Pan shrugged. This chat was destroying his morale. His legs felt weak as he stood before a thug who had to be measured in hands.
“You got anything good to follow it up, dude?”
“Oh yeah, definitely,” Pan bluffed.
They both had their cards selected. Between the two of them, Pan didn’t know who was the good, who was the bad, and who was the ugly, but they stared each other down as fiercely as any two gun slingers in a town too small for the both of them.
Only Pan didn’t have any incentive to draw.
The Whispering Horse noticed the bracers on the faun’s arms. Curse purple with red action gems. He couldn’t tell if he was about to take on a genius or an idiot. Some people, like the Whispering Horse himself, took terrible options as a challenge. This dude he was taking on could be one of those, or he could just be a lucky jackass to have survived this far as a Cursed class. He wondered what alterations the faun could have done to its deck so far. The Cursed could buy cards just like anyone else, after all.

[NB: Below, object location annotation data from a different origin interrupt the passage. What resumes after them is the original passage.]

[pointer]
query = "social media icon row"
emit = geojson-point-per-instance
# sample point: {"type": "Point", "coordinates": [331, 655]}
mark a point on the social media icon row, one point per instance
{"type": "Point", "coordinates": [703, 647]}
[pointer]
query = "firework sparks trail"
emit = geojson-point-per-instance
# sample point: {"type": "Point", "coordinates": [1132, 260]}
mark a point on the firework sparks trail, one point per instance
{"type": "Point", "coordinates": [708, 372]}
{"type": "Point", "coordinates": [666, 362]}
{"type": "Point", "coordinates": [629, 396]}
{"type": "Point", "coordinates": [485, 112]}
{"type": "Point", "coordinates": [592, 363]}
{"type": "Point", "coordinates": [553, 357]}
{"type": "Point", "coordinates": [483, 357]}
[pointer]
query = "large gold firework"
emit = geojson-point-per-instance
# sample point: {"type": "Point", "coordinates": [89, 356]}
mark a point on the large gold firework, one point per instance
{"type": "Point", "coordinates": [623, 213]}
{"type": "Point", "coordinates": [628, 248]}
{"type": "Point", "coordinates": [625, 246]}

He thought about the downed Hoplite and decided more Shield couldn’t hurt. It would absorb any direct damage if the Cursed faun was baiting him into a trap.
A Block 10 card flashed as he played it, never breaking eye contact with his opponent.
But the short dude didn’t even flinch. He just stood there. That card he’d played could have been anything, like the Trample he’d been considering. High priority, high mobility, high damage…
He was sure this faun was baiting him now.
“You’ve got a lot riding on this Wheel of Fate,” he said. The faun hadn’t moved, so the Whispering Horse started walking around him, burning off the nervous energy that was building.
“More than you realize,” he responded in a quiet voice.
“You got this turn and next turn dude. Hit me with your best shot.”